OnDemand provides two related job managment tools, one which allows you to create and submit jobs via your web browser, and the other allows you to monitor your queued and running jobs.
Selecting "My Jobs" in the Jobs menu will open an application that allows you to create new jobs and submit them to the cluster, and inspect the results of jobs submitted via this tool.
The core functionality of this tool is provided by the "New Job" button. Clicking on it will open the job creation wizard.
Following the steps in order:
- Input a job name.
- Select which cluster you wish to run the job on from the pull-down list.
- Select whether you want to use one of our provided job templates as a starting point, use a job you have already created with the wizard, or use a template for which you know the directory.
- Expanding the list items will show you what files are associated with that template. Click on the template you wish to use to ensure it is selected.
- Click "Copy" to copy the template files to your new job.
- Select the file you wish to submit from the job directory. Double click it to have it loaded into the editor pane.
- Make any necessary changes to the script.
At this point, you can either submit the job to the queue using the "submit" button, use the "save" button to save the job (if you need to make more advanced changes to the input files, for example, or just want to save it until later), or "cancel".
After you exit the wizard, you will be returned to the main My Jobs screen.
On the main screen for "My Jobs" you can click on a job to examine it.
If the job has not been submitted, the "submit job" button will be active, and will submit the selected job to the queue.
The "Edit" pull-down menu will allow you to edit or delete a job, depending on it's status.
The "View" pull-down menu will allow you to view the script, job output, and job error files.
The "Go" pull-down menu will launch the file transfer client or ssh client, starting in the job directory, or jump directly to the job monitor for that job, depending on the job status.
The "Active Jobs" application will show you all of your jobs currently in the queue (running or queued), regardless of how the jobs were submitted.
Across the top are four links, the first jumps back to the default screen for "Active Jobs". The other three provide systems status for the two supercomputers, and your home directory file server. All three of these screens will look like the following screen shot.

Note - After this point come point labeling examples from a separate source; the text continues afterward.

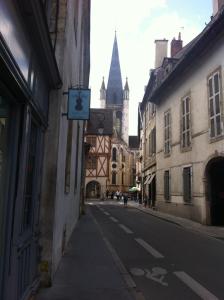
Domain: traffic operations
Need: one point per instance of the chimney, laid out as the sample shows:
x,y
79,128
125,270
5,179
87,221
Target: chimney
x,y
161,51
217,4
176,45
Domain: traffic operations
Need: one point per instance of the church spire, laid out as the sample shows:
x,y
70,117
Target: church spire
x,y
126,90
103,91
114,93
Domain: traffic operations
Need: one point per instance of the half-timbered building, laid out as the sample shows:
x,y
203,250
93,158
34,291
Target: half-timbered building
x,y
98,134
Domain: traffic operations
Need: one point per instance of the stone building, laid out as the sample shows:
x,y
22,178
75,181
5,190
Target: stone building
x,y
44,49
187,90
116,98
98,135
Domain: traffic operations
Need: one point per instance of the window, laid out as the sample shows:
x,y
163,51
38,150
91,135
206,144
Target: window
x,y
114,154
167,132
91,140
68,157
214,105
167,185
91,162
152,142
185,123
114,178
187,184
30,176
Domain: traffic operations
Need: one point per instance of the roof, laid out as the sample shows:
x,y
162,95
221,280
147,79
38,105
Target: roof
x,y
98,118
133,142
114,93
187,57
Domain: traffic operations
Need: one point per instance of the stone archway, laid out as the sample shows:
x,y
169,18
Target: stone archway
x,y
93,189
215,190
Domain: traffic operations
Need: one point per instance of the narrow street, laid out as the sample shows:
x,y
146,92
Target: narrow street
x,y
165,261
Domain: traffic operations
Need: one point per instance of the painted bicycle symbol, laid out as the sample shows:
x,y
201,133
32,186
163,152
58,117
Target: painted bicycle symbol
x,y
156,274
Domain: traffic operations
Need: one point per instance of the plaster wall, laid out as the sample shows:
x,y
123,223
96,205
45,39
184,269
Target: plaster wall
x,y
60,209
192,83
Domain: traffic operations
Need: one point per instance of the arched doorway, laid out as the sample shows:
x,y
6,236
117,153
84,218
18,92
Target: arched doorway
x,y
93,189
215,190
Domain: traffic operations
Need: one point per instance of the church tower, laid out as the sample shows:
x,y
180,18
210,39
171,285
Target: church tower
x,y
115,97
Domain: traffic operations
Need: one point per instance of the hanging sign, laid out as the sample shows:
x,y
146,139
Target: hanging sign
x,y
78,104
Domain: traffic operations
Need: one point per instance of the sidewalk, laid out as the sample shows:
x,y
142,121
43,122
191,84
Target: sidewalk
x,y
214,231
87,270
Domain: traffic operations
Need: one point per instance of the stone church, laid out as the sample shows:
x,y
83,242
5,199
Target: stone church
x,y
120,173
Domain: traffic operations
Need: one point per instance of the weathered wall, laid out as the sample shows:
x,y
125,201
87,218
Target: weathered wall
x,y
194,83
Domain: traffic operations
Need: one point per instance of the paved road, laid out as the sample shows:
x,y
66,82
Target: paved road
x,y
165,260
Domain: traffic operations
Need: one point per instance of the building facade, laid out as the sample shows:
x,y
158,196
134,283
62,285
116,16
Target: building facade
x,y
62,179
116,98
34,74
188,93
98,135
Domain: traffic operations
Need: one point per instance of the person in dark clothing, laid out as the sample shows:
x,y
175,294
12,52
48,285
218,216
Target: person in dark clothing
x,y
125,196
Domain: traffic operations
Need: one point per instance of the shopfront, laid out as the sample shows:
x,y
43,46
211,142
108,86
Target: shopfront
x,y
27,74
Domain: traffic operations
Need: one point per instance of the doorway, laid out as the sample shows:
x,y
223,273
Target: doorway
x,y
215,190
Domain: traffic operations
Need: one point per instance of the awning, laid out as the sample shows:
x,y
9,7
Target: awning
x,y
149,178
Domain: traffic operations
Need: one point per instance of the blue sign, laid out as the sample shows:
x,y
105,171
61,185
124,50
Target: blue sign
x,y
78,104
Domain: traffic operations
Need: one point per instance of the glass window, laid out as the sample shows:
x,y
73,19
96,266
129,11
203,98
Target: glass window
x,y
167,132
167,185
187,184
91,162
114,154
30,173
4,133
91,140
214,105
185,123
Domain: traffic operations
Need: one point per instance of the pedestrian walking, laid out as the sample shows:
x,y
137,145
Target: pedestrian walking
x,y
125,200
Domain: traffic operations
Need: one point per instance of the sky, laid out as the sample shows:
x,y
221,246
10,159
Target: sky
x,y
138,24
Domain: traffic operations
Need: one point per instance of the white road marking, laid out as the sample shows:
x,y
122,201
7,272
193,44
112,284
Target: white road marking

Across the top, you can select the timeframe you are interested in examining. The four charts show the percent of cores of the entire system that are in use, the total system load, the total cluster memory use, and the total network traffic on the cluster. The "CPU Report" showing less than 100% use means that there are some cores not currently being used by job, but that doesn't necessarily mean that they are available to be scheduled; there may be a system reservation that is preventing the scheduler from utilizing all of those cores.
On the main "Active Jobs" screen, you can click on a job in the list to select it, and then perform various inspection tasks.
Selecting the "Job Status" button will open a screen similar to the system status, but allowing inspection of each node in the job individually, over the duration of the entire job.
This screen will allow you to select each node individually (listed as tabs across the top) and examine each node's state. You can check that your job is working well in parallel, if the network communication is high or low, if the memory is swapping, etc.
The "Peek Job" option will display the output of a
qpeek on that job.
This option will execute a
qdel and delete the job.